It’s a slender, legal-sized ledger with a nicely marbled cover, but worn from use and with some of its pages missing.  Its mid-nineteenth-century inscriptions appear to have been of little interest to a later custodian, who used its blank pages to doodle and trace comic strip frames.  At some point (perhaps about 1930), it ended up in Bowling Green’s city dump, where it was retrieved by a schoolboy and given to the Manuscripts & Folklife Archives of WKU’s Department of Library Special Collections.     

It’s a “Register of Slaves Owned for Life,” but the reference wasn’t to the life of the slave.  Instead, it was a stark reminder that, because of their legal status as chattel, enslaved people were subject to often complex and arcane Anglo-Saxon laws governing personal property.  Early Warren County court records show the frequent litigation that ensued when slaves were bought and sold, but also gifted, loaned out, mortgaged, divided up under estate settlements, and seized and sold for debt (or hidden away to avoid such seizures).  Enslaved people were also devised by will, either outright or, for example, to a widow for life and then after her death to an ultimate beneficiary, often children—the “remaindermen” or “owners in remainder.”

It was this last arrangement that the Register of Slaves Owned for Life was meant to monitor.  Since the owners in remainder had a future enforceable interest in the enslaved people, life estate owners were required to make an annual report to the county clerk of the names, sex and ages of slaves in their possession.  We learn, therefore, that in 1855 Mrs. Mary Burford had life ownership of eight enslaved men and ten women, who were to pass to the heirs of the late J. A. Cooke on her death.  Mrs. Burford, however, was free to sell her life interest in some or all of the slaves; she did so on at least two occasions, obliging the transferee to make subsequent reports. 

In addition to an enslaved person’s name, age and sex, other descriptive information was commonly added, such as skin tone and physical characteristics or peculiarities.  But while they were considered commodities, enslaved people were living commodities, their births, children and deaths adding fluidity to their value to life estate holders and remaindermen. They also performed duties that confounded their status as chattel and foretold the future: a life interest holder’s final report in April 1865 listed five enslaved men who were serving as volunteers in the Union Army.

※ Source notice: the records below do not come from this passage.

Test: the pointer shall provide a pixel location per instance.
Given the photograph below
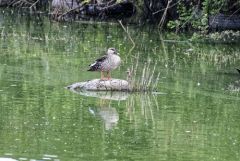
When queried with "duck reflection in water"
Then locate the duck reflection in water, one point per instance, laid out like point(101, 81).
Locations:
point(108, 115)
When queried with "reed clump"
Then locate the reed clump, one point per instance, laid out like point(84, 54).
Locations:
point(149, 76)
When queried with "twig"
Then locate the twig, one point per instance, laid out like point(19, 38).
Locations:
point(164, 15)
point(166, 8)
point(120, 22)
point(80, 6)
point(34, 4)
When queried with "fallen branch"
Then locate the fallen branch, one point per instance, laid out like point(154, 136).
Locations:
point(129, 36)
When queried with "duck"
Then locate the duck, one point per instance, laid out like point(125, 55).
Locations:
point(105, 64)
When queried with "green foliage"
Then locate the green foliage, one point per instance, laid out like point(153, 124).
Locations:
point(195, 16)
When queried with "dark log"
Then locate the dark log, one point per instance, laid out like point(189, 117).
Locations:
point(117, 10)
point(224, 22)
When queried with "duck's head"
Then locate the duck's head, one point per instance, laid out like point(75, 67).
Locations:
point(112, 51)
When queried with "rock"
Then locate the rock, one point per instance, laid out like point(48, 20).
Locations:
point(107, 95)
point(101, 85)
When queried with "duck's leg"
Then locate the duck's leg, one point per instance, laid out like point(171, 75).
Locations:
point(109, 75)
point(102, 76)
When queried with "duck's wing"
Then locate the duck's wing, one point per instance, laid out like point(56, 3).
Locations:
point(101, 59)
point(97, 64)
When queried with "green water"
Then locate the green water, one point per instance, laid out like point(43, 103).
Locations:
point(192, 116)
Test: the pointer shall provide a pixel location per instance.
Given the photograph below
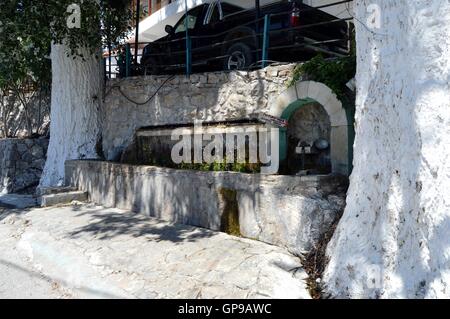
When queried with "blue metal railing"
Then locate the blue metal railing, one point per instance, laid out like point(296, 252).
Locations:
point(127, 64)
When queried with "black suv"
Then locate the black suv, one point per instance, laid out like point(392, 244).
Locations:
point(227, 37)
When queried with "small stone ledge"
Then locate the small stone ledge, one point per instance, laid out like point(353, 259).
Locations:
point(288, 211)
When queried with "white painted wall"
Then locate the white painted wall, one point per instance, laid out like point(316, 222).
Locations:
point(75, 122)
point(394, 238)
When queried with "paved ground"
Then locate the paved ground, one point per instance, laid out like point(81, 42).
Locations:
point(92, 252)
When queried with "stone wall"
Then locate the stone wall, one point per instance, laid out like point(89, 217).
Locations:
point(21, 163)
point(209, 97)
point(291, 212)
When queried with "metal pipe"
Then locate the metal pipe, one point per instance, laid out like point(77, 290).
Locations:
point(136, 38)
point(265, 54)
point(188, 42)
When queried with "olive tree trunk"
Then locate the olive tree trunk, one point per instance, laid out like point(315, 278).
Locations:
point(75, 118)
point(394, 238)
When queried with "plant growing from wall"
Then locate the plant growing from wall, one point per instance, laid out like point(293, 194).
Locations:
point(335, 73)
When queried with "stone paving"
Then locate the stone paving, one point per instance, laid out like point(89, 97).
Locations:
point(85, 251)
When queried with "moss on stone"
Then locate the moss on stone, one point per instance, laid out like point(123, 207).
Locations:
point(230, 212)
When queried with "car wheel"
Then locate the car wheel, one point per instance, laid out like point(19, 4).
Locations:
point(239, 57)
point(151, 67)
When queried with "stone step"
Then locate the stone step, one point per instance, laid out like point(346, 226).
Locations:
point(55, 190)
point(63, 198)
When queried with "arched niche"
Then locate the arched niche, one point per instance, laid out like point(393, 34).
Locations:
point(307, 92)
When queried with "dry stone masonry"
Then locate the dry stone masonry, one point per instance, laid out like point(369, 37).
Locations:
point(209, 97)
point(21, 162)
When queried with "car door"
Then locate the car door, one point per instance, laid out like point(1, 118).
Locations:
point(177, 40)
point(206, 39)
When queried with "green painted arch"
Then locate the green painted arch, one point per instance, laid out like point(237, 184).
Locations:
point(342, 120)
point(287, 114)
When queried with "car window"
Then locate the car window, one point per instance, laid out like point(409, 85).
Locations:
point(191, 17)
point(221, 10)
point(215, 16)
point(228, 9)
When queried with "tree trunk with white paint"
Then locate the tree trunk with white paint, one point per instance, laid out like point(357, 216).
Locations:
point(75, 118)
point(394, 238)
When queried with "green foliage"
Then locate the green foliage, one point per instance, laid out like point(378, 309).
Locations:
point(335, 73)
point(27, 28)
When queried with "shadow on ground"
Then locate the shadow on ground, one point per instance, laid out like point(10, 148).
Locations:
point(105, 225)
point(57, 281)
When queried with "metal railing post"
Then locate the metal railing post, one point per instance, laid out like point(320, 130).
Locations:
point(188, 42)
point(127, 60)
point(265, 55)
point(110, 62)
point(188, 57)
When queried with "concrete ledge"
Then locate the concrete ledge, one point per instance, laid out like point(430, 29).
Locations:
point(291, 212)
point(63, 198)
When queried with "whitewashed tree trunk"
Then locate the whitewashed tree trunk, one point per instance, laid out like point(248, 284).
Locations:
point(394, 238)
point(75, 127)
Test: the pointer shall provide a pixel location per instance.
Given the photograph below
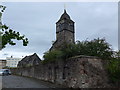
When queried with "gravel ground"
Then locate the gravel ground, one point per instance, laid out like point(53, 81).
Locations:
point(13, 81)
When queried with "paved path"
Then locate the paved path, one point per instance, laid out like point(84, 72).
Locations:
point(13, 81)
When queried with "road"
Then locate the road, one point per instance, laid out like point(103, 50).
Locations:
point(13, 81)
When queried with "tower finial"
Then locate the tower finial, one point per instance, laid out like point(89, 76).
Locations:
point(64, 7)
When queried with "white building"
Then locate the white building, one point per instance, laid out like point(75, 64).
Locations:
point(12, 62)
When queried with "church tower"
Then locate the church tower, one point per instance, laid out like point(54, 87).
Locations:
point(64, 31)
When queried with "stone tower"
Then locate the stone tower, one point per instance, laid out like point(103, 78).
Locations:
point(64, 31)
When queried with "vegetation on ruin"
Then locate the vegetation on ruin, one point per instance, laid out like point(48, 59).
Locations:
point(7, 35)
point(97, 47)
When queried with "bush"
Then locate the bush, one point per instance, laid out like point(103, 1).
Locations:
point(51, 56)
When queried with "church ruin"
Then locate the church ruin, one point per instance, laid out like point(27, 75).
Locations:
point(64, 31)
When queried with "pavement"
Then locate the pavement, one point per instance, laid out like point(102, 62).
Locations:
point(13, 81)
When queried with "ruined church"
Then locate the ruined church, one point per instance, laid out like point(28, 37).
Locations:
point(64, 31)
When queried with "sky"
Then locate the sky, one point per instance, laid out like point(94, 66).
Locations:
point(37, 21)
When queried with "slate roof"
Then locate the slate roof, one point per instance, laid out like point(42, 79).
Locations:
point(29, 61)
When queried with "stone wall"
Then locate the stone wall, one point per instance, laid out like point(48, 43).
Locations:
point(76, 72)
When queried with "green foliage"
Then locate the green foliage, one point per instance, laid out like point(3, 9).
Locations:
point(7, 35)
point(97, 47)
point(51, 56)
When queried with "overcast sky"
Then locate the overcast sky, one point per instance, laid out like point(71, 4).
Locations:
point(37, 22)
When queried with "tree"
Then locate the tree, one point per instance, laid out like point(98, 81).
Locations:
point(7, 35)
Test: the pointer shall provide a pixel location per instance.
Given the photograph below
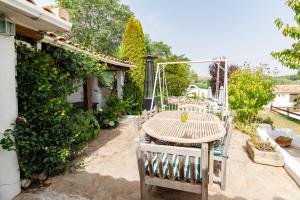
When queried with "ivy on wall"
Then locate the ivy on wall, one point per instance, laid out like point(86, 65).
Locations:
point(50, 131)
point(133, 45)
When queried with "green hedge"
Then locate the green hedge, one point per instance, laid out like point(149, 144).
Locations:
point(50, 131)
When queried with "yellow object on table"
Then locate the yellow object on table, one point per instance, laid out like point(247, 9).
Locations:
point(184, 116)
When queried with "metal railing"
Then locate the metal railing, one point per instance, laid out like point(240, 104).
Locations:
point(285, 111)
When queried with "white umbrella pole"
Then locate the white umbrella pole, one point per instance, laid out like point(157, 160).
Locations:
point(226, 85)
point(161, 97)
point(155, 81)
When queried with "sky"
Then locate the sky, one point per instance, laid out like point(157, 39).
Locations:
point(242, 31)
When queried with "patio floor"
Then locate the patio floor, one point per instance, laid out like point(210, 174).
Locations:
point(111, 173)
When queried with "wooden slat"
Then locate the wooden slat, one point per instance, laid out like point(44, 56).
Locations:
point(181, 168)
point(200, 127)
point(149, 158)
point(171, 149)
point(170, 167)
point(204, 170)
point(160, 169)
point(192, 170)
point(211, 162)
point(183, 186)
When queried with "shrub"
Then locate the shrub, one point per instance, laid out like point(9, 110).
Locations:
point(85, 127)
point(118, 105)
point(268, 120)
point(48, 130)
point(262, 146)
point(248, 128)
point(249, 91)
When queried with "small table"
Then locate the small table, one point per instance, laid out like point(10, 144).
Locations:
point(199, 128)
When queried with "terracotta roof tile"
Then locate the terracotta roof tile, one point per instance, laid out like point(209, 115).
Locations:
point(91, 51)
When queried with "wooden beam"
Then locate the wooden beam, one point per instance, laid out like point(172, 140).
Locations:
point(24, 31)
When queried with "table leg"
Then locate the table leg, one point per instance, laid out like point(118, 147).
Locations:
point(211, 163)
point(204, 163)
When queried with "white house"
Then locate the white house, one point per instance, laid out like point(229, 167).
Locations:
point(194, 90)
point(19, 20)
point(285, 95)
point(17, 17)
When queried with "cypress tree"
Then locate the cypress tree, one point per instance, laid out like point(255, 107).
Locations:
point(134, 46)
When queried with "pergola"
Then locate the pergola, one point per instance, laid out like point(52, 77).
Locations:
point(161, 67)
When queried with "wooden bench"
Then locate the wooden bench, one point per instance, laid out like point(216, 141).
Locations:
point(219, 165)
point(192, 108)
point(145, 154)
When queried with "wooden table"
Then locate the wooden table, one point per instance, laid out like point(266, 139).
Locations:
point(199, 128)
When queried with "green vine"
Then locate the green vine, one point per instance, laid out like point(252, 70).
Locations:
point(50, 131)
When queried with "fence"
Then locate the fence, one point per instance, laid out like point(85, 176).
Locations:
point(286, 111)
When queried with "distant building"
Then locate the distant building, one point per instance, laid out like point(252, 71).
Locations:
point(285, 95)
point(194, 90)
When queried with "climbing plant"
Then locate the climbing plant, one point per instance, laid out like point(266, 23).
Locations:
point(49, 131)
point(134, 46)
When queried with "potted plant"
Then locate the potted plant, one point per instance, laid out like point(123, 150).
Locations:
point(263, 152)
point(284, 141)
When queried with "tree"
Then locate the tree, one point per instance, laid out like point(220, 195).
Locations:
point(157, 48)
point(297, 102)
point(134, 47)
point(177, 75)
point(248, 92)
point(290, 57)
point(213, 71)
point(97, 24)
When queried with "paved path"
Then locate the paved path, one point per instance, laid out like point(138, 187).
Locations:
point(111, 174)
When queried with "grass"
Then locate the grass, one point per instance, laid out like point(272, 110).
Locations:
point(281, 121)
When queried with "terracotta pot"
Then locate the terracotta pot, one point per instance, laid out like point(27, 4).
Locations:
point(283, 142)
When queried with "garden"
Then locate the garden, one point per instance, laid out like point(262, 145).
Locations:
point(50, 133)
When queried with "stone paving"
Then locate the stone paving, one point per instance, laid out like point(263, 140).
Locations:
point(110, 173)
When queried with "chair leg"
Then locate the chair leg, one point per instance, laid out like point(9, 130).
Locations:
point(211, 163)
point(223, 173)
point(140, 162)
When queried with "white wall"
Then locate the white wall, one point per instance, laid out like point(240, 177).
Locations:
point(9, 170)
point(98, 95)
point(282, 100)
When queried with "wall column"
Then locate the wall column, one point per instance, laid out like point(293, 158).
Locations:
point(120, 83)
point(9, 169)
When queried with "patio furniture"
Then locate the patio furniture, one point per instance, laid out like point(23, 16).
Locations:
point(192, 108)
point(179, 167)
point(221, 156)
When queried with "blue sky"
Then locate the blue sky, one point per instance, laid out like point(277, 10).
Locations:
point(240, 30)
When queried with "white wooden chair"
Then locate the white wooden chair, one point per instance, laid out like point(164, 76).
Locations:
point(220, 157)
point(155, 160)
point(192, 108)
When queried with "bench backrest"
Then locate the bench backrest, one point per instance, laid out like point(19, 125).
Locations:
point(194, 153)
point(192, 108)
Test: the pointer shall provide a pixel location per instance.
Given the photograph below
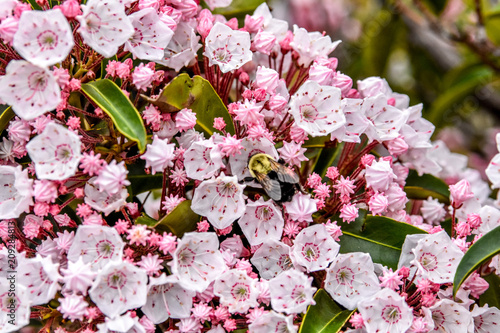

Emancipation, of course, ended the need for records of property in people.  For some of them, the break was clean, but (surprise!) the law occasionally dragged its heels.  Witness the answer of the defendants in a suit brought in Barren County disputing the proceeds of a mortgage of three enslaved people.  Two had earlier been sold, but the third, a woman?  She was of no value, huffed the defendants, since she was “‘lying loose around’ under the idea that she is free.”